Airlines say that there is demand from these travellers who are willing to buy a ticket if the price is right.

At a launch in Nairobi last week, officials from JamboJet said that since it began operations in April it has been flying some 45,000 passengers every month and it expects more booking in coming months.

The Kenyan low cost carrier launched a campaign dubbed #Occupyjambojet which is targeting to get more passengers to use planes, especially those who have never flown before.

“We have managed to significantly bring down the barriers of flying, making it affordable for almost anyone to fly. #Occupyjambojet is driven by this and will reach more people, giving them an opportunity to experience flying through a fun campaign,” Captain Aquinas Birika, the chief pilot and director at JamboJet told AFKInsider.

Flights are becoming cheaper, lowering the barrier to air travel.

An online ticket aggregator search shows that the price of an air ticket between Nairobi and Kisumu, a lakeside town along Lake Victoria costs $89 on JamboJet but on Kenya Airways — JamboJet’s parent company — the same round trip will cost more than $181.

Opening new low cost routes

Fastjet, whose stock trades on the London Stock Exchange and has its headquarters in Gatwick, has shown gumption, expanding to East and Southern Africa despite some major setbacks.

The airline launched services connecting Entebbe (Uganda) and Dar-es-salaam (Tanzania) with plans to further expand to other cities.

“We believe the launch of this route, the only direct air link between Uganda and Tanzania, will stimulate new business and tourism traffic in Uganda,” said Fastjet chief executive Ed Winter in a statement issued in late August.

A one-way ticket between the two East Africa cities costs $125, excluding taxes.

The airline also flies between cities of Dar es Salaam, Johannesburg, Lusaka, Mwanza, Kilimanjaro and Mbeya.

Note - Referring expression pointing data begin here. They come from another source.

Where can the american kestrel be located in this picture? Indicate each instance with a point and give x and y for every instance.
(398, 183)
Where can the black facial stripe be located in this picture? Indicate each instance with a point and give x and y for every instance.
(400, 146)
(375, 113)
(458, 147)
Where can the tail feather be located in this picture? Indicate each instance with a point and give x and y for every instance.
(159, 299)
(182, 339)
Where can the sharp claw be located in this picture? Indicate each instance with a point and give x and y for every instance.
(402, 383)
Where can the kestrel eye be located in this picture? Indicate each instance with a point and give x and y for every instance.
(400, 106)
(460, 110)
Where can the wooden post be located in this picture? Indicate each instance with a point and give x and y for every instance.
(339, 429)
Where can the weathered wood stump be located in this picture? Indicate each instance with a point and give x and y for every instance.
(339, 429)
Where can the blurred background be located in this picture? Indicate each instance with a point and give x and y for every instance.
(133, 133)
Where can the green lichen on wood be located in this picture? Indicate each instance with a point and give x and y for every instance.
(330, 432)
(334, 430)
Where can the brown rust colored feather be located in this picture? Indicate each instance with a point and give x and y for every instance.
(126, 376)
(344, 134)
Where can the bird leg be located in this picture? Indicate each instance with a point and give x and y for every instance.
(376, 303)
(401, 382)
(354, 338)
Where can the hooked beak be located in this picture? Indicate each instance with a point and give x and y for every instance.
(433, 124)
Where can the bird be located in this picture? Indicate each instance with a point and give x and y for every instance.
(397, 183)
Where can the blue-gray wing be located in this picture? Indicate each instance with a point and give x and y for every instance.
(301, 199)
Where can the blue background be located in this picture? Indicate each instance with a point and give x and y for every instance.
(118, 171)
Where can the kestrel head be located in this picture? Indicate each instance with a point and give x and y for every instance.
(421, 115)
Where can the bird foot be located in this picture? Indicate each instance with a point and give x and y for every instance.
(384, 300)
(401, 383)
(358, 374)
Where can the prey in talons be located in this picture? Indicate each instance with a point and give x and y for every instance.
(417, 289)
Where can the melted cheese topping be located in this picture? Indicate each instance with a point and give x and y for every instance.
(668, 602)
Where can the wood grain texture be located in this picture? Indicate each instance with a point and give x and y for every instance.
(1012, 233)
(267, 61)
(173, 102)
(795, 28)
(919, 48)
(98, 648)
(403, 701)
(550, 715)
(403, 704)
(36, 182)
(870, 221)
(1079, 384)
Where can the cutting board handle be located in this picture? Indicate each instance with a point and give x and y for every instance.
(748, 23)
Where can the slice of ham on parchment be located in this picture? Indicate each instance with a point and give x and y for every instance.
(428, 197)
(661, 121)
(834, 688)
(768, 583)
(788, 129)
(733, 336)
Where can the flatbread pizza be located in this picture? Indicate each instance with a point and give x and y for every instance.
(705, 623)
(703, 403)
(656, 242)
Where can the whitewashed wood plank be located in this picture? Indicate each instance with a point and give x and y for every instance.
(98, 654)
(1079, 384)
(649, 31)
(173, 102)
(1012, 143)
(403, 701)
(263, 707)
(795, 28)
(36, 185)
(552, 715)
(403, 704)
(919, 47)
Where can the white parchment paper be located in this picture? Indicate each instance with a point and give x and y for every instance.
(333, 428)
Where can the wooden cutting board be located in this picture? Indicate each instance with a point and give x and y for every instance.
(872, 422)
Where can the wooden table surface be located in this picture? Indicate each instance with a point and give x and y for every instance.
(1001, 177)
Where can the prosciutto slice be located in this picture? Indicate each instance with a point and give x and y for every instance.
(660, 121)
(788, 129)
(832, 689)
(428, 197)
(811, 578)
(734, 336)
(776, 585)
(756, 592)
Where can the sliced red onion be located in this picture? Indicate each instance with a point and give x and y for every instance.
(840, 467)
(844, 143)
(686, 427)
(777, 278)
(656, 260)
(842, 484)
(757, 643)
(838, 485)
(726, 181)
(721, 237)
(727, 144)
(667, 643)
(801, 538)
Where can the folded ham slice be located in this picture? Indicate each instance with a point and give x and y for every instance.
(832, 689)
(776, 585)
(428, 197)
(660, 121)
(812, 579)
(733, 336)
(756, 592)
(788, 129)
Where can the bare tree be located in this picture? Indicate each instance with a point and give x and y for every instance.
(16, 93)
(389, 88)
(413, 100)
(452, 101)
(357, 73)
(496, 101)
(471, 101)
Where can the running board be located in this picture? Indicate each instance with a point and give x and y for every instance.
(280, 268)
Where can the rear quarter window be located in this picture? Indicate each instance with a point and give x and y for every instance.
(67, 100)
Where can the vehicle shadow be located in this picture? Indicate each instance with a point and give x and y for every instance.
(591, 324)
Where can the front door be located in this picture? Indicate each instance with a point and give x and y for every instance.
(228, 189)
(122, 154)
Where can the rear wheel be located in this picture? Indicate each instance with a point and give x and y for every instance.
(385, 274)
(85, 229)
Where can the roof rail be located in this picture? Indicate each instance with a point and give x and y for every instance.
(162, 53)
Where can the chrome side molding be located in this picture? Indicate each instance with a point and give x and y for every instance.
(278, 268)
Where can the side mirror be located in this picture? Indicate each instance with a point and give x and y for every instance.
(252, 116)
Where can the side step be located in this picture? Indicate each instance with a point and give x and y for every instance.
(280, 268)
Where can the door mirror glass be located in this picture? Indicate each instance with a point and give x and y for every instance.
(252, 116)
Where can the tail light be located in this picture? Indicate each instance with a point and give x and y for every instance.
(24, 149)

Despite its Kenyan operations flying into turbulence after it continued to hemorrhage money, the airline has said that it will take a second stab at muscling in on East Africa’s largest market.

It has applied for a license to operate an airline in Kenya, three months after it severed links with Fly540, its parent company.

It’s A Tough Market

In 2013 Fastjet wrote off some $10 million from the Kenyan venture, but analysts say that it is still too early to tell if the airlines will soar or cry Mayday.

An airline report by SBG Securities says that the high fatality rate of budget airlines show that the model is a dangerous one in Africa.

“A case study of Mango Airlines, the low-cost subsidiary of SAA reveals the unprofitable nature of an LCC strategy in Africa, although several lessons can be learnt by network airlines regarding costs,” said the report.

“Even with high aircraft seat density configuration, the model is still challenging in the African aviation space especially between secondary cities, which are presumably cheaper to operate.”

Africa’s biggest economy has produced examples of airlines that have failed to financially takeoff.

In November 2012 South African low cost carrier 1time filed for bankruptcy and closed shop after failing to make a profit for eight straight years since it launched operation.

Velvet Sky, another compatriot airline had a shorter lifespan, closing shop in May 2012 barely one year since it was launched.

Johnson Nderi, a research and corporate finance manager at ABC Capital, says that it will be a balancing act for airlines but they may get it right.

“The price at which you secure the plane at, oil prices are trending downwards so that should help but at the end of the day, the highest costs of a plan are fuel and staff and that is where the challenge is,” Nderi told AFKInsider.